By Feyi Ijimakinwa
A couple of days back, a friend had asked, in a Whatsapp group which I belong to, if there is any country in Africa where the military is in power. He said his son had asked him and he wanted to confirm from his ‘fellow daddies’ before giving the appropriate answer to the young boy.
We informed him that, as of the day he was asking that question, there was no African country being ruled by the military.
But less than 72 hours after my friend gave his son the ‘factual answer’, the picture of democracy in Africa was greatly altered. The world was jostled by the reported abduction of the President of Mali, Ibrahim Boubacar Keita, by mutinous soldiers. President Keita and other principal officials of his government were taken away from their different official residences by soldiers.
When the news of the action of the soldiers broke, there was reported jubilation across the landlocked, economically-challenged West African country. Swiftly, the regional body, the Economic Community of West African States, ECOWAS, and the African Union, AU, as well as France, condemned the abduction of the President and his team.
Barely 24 hours after President Keita was removed from the Presidential Palace, he reportedly threw in the towel and resigned as President. It is instructive to note that this development came on the heel of months of political crisis, occasioned by protests and unrest by Malians against what they perceived as the government’s weak handling of the country’s worsening economy and security situations.
There is a widely-held position that military rule is not an option, talk less of being a viable alternative, to democracy hence the quick condemnation by other countries and bodies. But, when a situation becomes ‘yam-pepper-scatter-scatter’ (chaotic) as it was in Mali for months, and as it is many other African nations, then safety and survival become key.
The Mali standoff is the same in different African countries including, and not limited to, South Sudan, Uganda, Togo, Congo DR, Tunisia, Nigeria, Cameroun, Chad. It is the same stories of widespread and deep disconnection between the leaders and the citizens. Brazen constitutional infractions, corruption and directionless leadership are some of the many ills in these countries.
Most African countries do not have good tales to tell of democracy. The political class in many African nations have become menaces to their societies. People are frustrated and despondent, and in many cases have resigned to fate— cruel one for that matter. Many believe that they may never enjoy good lives under the political leaders of their countries.

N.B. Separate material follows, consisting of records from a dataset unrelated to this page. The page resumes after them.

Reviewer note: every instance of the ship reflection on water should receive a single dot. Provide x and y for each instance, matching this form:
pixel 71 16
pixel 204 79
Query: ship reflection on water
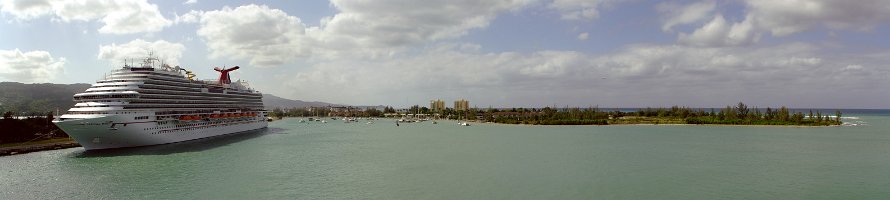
pixel 180 147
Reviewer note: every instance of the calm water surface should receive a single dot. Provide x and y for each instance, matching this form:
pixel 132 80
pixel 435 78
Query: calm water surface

To say that democracy is not working in most African countries may not be a heresy. Aside from this, one may not be entirely wrong to say that Africans will appreciate and gladly wish for remarkable revolutionaries and reformers like Thomas Sankara, Abdel Gammal Nasser, Jerry Rawlings and Muammar Ghadaffi, even if they appear in military fatigues.
To this set of Africans, the garb is not as important as the heart. The glorious yesterday of Africa is long gone, as if it never existed. The legacies of past Pan-Africanist pioneers like Kwame Nkrumah, Sekou Toure, Samora Machel, Julius Nyerere, Patrice Lumumba, Jomo Kenyatta and Leopold Senghor, among others, are nearly totally obliterated by years of misrule by successions of political and military rulers across the continent.
Indeed Western-styled democracy does not have good success stories in Africa. The ideals of democracy seem to be different in Africa and most African countries are proofs of democracy that does not work. Electoral and constitutional crises, corruption and mismanagement, political and economic underdevelopment as well as nepotism are some of the depressing and peculiar evidence of democracy in Africa.
As institutions and systems gradually move from dysfunctionality to total collapse across the Motherland, the nagging question in different minds from Algiers to Lusaka, Ouagadougou to Windhoek, Yaounde to Addis-Ababa, Kampala to Niamey, Cape Town to Casablanca, Maputo to Bangui is ‘how do we continue with a system that has obviously failed in every way?’ Africans are tired of hearing of democratic culture and other lingos.
Where are those selfless leaders who see power as privileged elements that must be used for the good of the people? Most African countries are crying for visionary leadership, virile citizens’ engagements, efficient and functional institutions, robust policies as well as stable polities.
The western-themed narrative on the political situation in Africa resonates with calls for continuous engagement with democracy, but are the people really stuck with democracy, even when it is clear that this system of government has no sustained success story on the continent.
So, now that democracy is not just failing, but has obviously failed in Africa, what is next?
Ijimakinwa is of the Institute of African Studies, University of Ibadan.